Initially, I was tasked with creating a function that could either append the first color in an array to the end or reverse the order of colors. This is the function I created:
// Obtain the colors from scope
var colours = scope.colours;
// Create the swap function
scope.swap = function (opposite) {
// If we want to reverse the order
if (opposite) {
// Reverse the array
colours.unshift(colours.pop());
// Else
} else {
// Shift the array
colours.push(colours.shift());
}
};
Everything was working fine until my client presented me with a more complex challenge and I am wondering if there is an easy way to achieve this.

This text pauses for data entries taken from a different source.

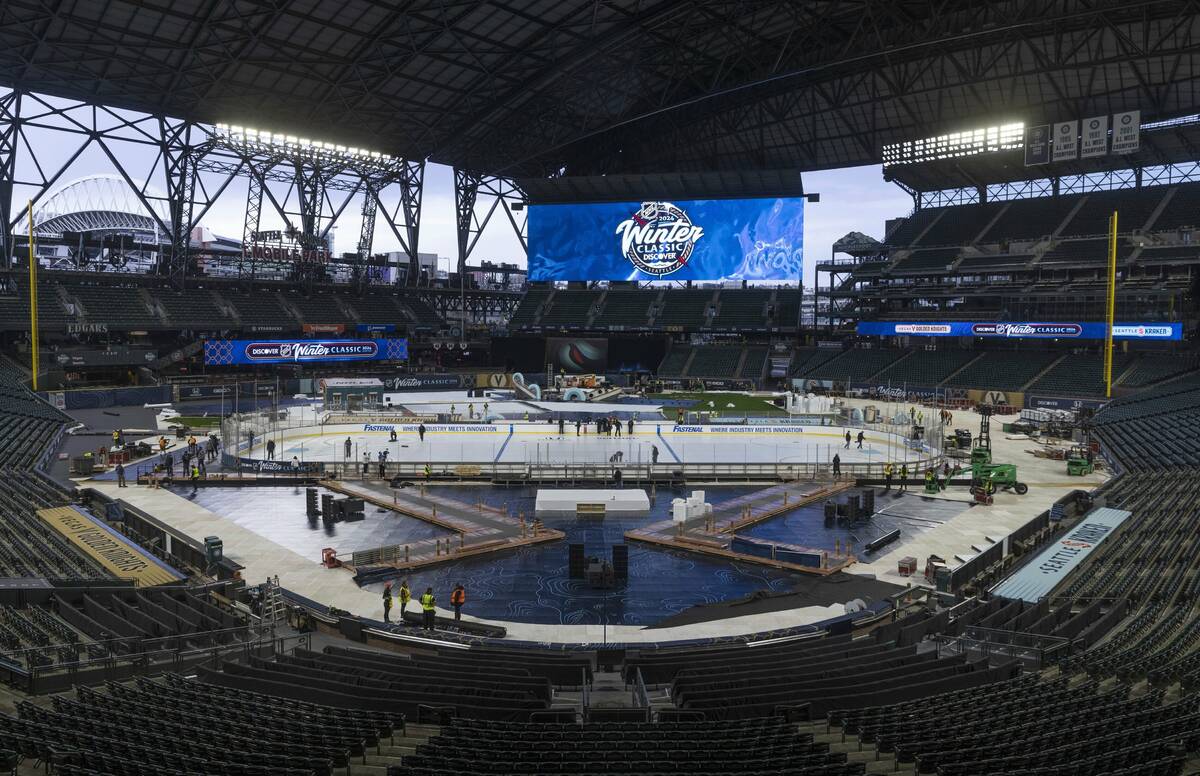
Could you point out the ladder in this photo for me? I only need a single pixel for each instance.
(274, 609)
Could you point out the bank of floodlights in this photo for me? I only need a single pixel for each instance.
(955, 144)
(292, 145)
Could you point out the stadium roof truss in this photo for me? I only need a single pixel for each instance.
(195, 164)
(574, 88)
(582, 86)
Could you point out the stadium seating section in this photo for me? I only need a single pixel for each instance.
(1002, 370)
(570, 307)
(421, 313)
(754, 365)
(925, 367)
(78, 626)
(743, 310)
(261, 310)
(1078, 376)
(27, 547)
(193, 310)
(675, 362)
(625, 308)
(1150, 368)
(119, 306)
(1069, 215)
(529, 308)
(809, 359)
(318, 308)
(715, 362)
(857, 365)
(15, 305)
(376, 308)
(27, 423)
(684, 308)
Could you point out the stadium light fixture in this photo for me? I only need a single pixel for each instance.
(263, 139)
(1000, 137)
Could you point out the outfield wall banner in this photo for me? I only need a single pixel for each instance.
(577, 355)
(1038, 577)
(1021, 330)
(909, 392)
(241, 352)
(683, 240)
(493, 379)
(426, 382)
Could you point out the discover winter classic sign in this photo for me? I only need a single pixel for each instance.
(235, 352)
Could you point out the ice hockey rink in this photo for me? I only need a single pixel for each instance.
(540, 444)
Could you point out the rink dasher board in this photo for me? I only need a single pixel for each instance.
(551, 429)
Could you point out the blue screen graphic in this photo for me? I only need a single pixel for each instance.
(679, 240)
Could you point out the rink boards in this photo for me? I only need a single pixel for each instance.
(540, 444)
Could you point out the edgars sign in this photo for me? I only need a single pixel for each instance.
(229, 352)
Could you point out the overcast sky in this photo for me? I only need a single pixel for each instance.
(853, 199)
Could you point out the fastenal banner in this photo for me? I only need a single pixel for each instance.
(238, 352)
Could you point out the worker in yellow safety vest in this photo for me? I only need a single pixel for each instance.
(406, 595)
(456, 600)
(429, 606)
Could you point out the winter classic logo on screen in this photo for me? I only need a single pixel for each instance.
(659, 238)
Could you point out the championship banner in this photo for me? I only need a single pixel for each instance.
(1037, 144)
(1096, 137)
(1126, 132)
(1066, 142)
(1021, 330)
(681, 240)
(241, 352)
(108, 548)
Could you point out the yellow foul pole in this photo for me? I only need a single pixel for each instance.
(1111, 305)
(33, 298)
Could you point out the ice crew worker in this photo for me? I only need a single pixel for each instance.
(456, 600)
(429, 607)
(405, 597)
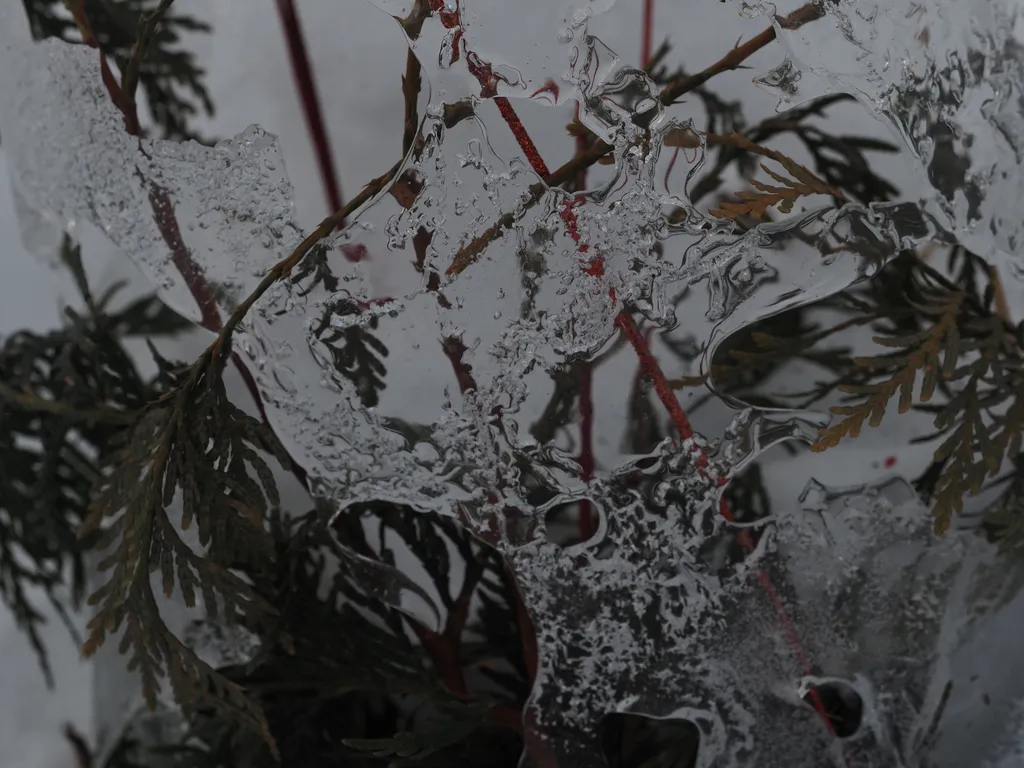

The client provided a table resembling this:
| C1 | C2 | C3 |
| C2 | C1 | C3 |
| C1 | C3 | C2 |
| C2 | C3 | C1 |
The requirement is:
- C3 can only be in positions 2 and 3
- C2 and C1 can occupy any position
Before diving into it, does anyone have suggestions for simplifying this?
Potential Solution
Despite considering other alternatives, I decided to attempt solving it myself. Here's what I came up with:
// Get the colors from scope
var colours = scope.colours;
// Define variables
counter = 2;
// Create the swap function
scope.swap = function (opposite) {
switch (counter) {
case 3:
// Retrieve colors
var colour2 = colours.shift();
var colour3 = colours.shift();
// Rearrange them
colours.splice(1, 0, colour2);
colours.splice(2, 0, colour3);
break;
case 1:
// Retrieve colors
var colour2 = colours.shift();
var colour1 = colours.shift();
// Rearrange them
colours.splice(0, 0, colour1);
colours.splice(2, 0, colour2);
break;
case 0:
// Retrieve colors
var colour1 = colours.shift();
var colour3 = colours.shift();
// Rearrange them
colours.splice(1, 0, colour3);
colours.splice(2, 0, colour1);
break;
default:
// Remove and store the first color value
var colour1 = colours.shift();
// Add the color to the second position in the array
colours.splice(1, 0, colour1);
break;
}
counter--;
if (counter < 0) {
counter = 3;
}
};
This approach functions well, but how can I extend it to work in the opposite direction? For instance, increasing the counter rather than decreasing it (and resetting to 0 when exceeding 3).